Technical Assistance. Funds would also be used to enhance the services currently provided by the Survey Users Network (SUN), including the work that will be necessary to formalize the program impact evaluation. Technical assistance needs are expected to increase substantially in FY 2004 due to a new Hospital CAHPS® initiative and will require the development and dissemination of new products for new sets of audiences, including hospitals and ambulatory care services. These functions will have substantial resource and staffing implications for the support contractor.

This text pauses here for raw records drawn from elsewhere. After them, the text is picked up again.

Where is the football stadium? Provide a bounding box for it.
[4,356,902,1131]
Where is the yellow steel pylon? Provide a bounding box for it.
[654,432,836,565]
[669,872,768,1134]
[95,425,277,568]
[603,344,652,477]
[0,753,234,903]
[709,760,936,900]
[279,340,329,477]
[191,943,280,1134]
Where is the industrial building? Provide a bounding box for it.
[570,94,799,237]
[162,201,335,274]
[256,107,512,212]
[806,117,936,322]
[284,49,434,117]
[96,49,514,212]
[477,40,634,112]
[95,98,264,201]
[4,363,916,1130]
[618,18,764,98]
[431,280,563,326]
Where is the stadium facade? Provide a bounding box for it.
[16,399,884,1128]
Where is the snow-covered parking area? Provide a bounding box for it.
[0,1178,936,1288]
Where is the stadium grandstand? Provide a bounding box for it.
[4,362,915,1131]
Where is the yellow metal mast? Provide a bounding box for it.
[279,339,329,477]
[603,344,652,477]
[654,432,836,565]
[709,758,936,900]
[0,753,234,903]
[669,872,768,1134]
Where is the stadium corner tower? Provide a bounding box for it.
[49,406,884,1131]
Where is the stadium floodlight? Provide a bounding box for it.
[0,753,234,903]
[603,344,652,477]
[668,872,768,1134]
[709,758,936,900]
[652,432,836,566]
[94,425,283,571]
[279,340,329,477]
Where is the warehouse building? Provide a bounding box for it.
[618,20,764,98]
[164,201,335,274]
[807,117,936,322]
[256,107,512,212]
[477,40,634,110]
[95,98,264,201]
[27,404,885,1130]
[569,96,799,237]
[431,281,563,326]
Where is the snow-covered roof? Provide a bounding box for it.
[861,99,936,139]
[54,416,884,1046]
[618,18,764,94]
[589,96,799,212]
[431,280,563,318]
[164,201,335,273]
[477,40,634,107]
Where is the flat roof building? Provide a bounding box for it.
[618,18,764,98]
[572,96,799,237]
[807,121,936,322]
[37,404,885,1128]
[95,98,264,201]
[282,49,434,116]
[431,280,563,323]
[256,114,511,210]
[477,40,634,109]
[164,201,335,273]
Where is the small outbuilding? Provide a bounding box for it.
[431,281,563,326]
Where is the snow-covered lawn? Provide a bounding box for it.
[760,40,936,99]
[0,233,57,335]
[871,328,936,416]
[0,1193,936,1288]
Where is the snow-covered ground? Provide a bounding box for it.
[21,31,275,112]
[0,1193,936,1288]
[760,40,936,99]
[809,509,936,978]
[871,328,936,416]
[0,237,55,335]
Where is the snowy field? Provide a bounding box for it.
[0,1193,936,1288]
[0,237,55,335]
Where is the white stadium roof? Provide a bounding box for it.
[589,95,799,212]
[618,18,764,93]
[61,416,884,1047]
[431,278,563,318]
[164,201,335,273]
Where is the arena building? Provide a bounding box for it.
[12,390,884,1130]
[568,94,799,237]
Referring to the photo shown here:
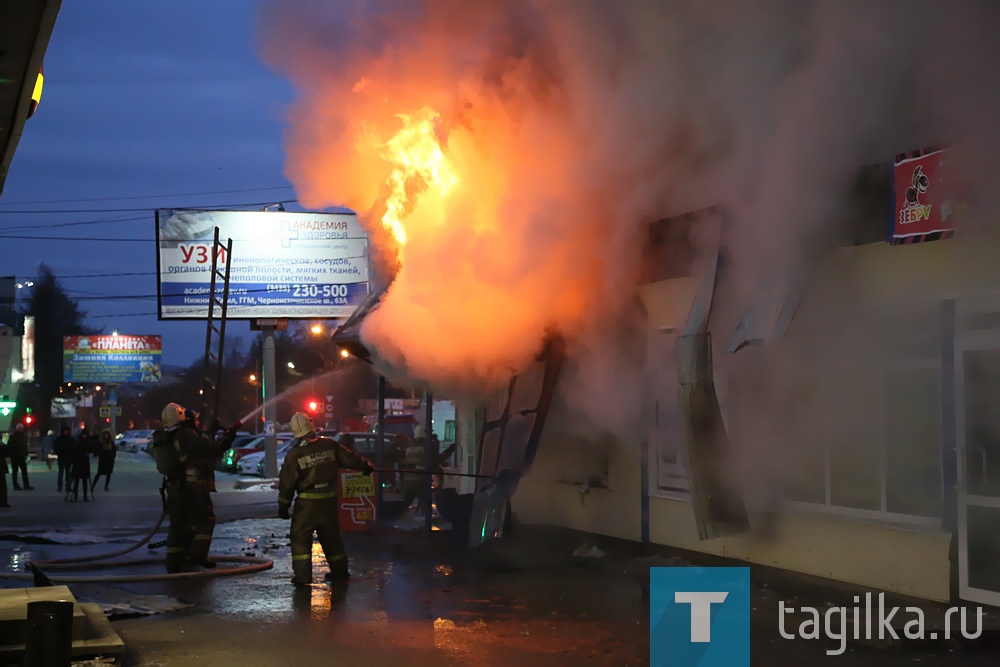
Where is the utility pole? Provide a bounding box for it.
[424,390,438,536]
[375,373,385,517]
[260,322,278,479]
[108,384,118,441]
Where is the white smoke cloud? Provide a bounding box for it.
[262,0,1000,444]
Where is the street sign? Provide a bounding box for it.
[250,320,288,331]
[51,396,76,419]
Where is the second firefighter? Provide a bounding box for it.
[278,412,374,586]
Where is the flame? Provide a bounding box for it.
[382,107,458,248]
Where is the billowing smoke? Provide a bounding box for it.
[261,0,1000,438]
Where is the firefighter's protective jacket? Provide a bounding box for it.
[278,438,371,507]
[153,426,214,483]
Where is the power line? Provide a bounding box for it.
[85,313,159,320]
[56,271,156,280]
[0,185,294,210]
[0,197,296,232]
[0,215,150,232]
[0,199,297,215]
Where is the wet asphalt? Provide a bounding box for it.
[0,459,997,667]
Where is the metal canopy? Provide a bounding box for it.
[0,0,62,194]
[330,283,392,365]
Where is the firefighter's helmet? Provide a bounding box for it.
[161,403,185,428]
[291,412,316,438]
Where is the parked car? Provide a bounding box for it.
[216,435,264,472]
[118,429,153,454]
[237,435,295,476]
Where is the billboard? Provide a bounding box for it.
[156,209,368,320]
[51,396,76,419]
[889,149,956,245]
[20,315,35,382]
[63,336,163,384]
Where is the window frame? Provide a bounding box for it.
[784,340,945,528]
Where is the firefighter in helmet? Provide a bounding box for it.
[278,412,374,586]
[153,403,221,573]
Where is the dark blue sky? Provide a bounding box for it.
[0,0,316,364]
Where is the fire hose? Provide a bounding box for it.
[0,490,274,586]
[0,468,486,584]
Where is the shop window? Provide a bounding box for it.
[885,362,942,517]
[826,369,885,511]
[547,433,614,489]
[646,332,688,491]
[776,372,827,503]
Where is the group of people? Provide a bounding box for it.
[6,403,436,586]
[0,424,118,508]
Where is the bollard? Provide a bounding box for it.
[24,600,73,667]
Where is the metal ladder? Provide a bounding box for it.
[201,227,233,427]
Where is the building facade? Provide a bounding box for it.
[513,149,1000,605]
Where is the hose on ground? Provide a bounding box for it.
[0,511,274,584]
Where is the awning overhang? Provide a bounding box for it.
[0,0,62,195]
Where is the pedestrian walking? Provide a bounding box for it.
[7,424,34,491]
[42,429,56,470]
[278,412,374,586]
[0,438,10,509]
[66,429,95,503]
[90,430,118,494]
[52,426,76,492]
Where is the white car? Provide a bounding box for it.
[118,429,153,454]
[236,436,295,475]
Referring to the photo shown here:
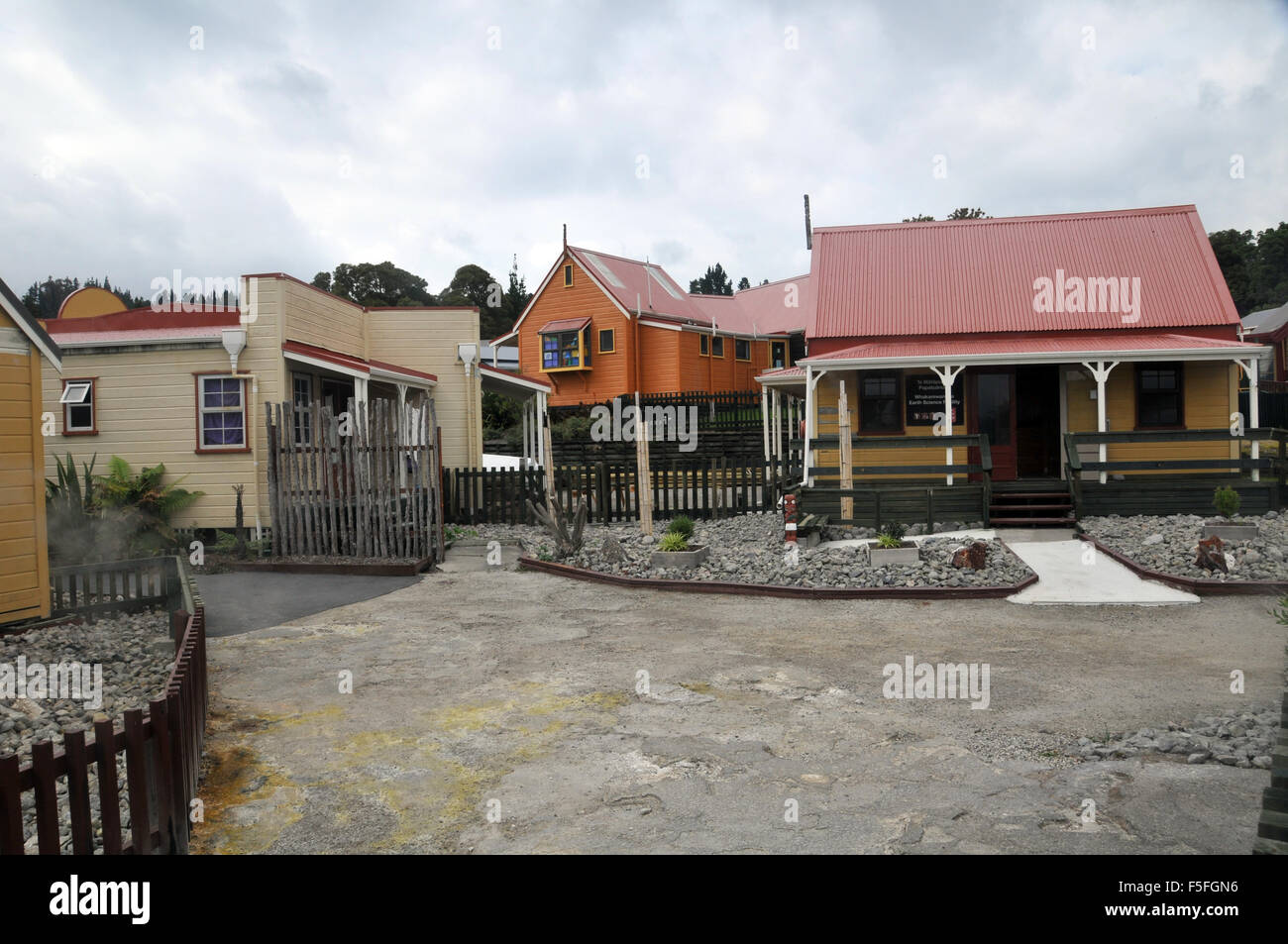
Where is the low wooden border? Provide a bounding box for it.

HCUP. By 2010, AHRQ has committed to achieving five outcomes goals for its HCUP and HCUP Quality Indicators (QI) programs. Specifically, at least five organizations will use HCUP databases, products, or tools to improve health care quality for their constituencies by 5 percent as defined by the AHRQ Quality Indicators (e.g., 5 percent reduction in preventable hospitalizations, complication rates, or mortality rates; 5 percent increase in use of superior technology). To help achieve this ambitious goal, $2 million is requested in FY 2004 investments to improve availability of the data itself, make it more usable, and facilitate effective use.

Expand and Improve Outpatient Data. Standardized, sophisticated emergency department and other outpatient data collections are precursors to assessing, benchmarking and ultimately improving the quality of health care in these settings. Fewer than half of the states collect statewide emergency department data, and collection of data from most other outpatient data sites is very rare. In FY 2004, the HCUP program will expand and improve this data through several strategies such as organizing workshops for state data organizations, providing technical assistance, and developing and disseminating best practice models for states to use in standardizing, expanding and improving these data.

Make HCUP Data and Quality Indicators (QI) More Usable. Hospitals, States, employers, community groups and others who seek to make quality improvement efforts generally do not have the research staff or analytic capacity to work with raw data and measures. Under this initiative, in 2004, AHRQ will make both the data and the quality measures more usable:

  • For the HCUP data, AHRQ will create user-friendly software programs, templates, and analytic tools that States, employers, community groups and others can use to translate HCUP data into meaningful, actionable information. For example, AHRQ will develop software and templates for briefs analyzing HCUP data by clinical diagnosis, by geographic area, by special population, by race, etc.
  • For the QIs, AHRQ will act on suggestions from the early wave of QI users, and incorporate technical enhancements to make the QI software more user-friendly. For example, AHRQ will provide benchmarks for different categories of hospital user groups and payer groups so that key user groups more readily can see how their own performance compares to that of their relevant peer group. AHRQ also will develop hospital report card templates to guide how the QIs are communicated to the public at large as well as to special populations such as the elderly. In addition, AHRQ will develop user friendly software as a companion to the set of QI indicators to facilitate increased use of QIs so that users will no longer be required to purchase SPSS or SAS software as currently is the case.

Facilitate Effective Use through Technical Assistance and Outreach. To achieve these quality improvement goals, stakeholders must not only use the HCUP data and Quality Indicators, but use them well and effectively. To this end, the QI program will increase technical assistance to a targeted group of critical QI users, particularly hospitals, state health departments and activist employers. AHRQ will convene series of national and regional workshops for QI users and potential QI users to identify and address implementation issues, instruct on QI use, and take first steps in setting the stage for the 2010 impacts.

3. Research Management (No Change)

The FY 2004 request for research management is maintained at the FY 2003 President's budget level.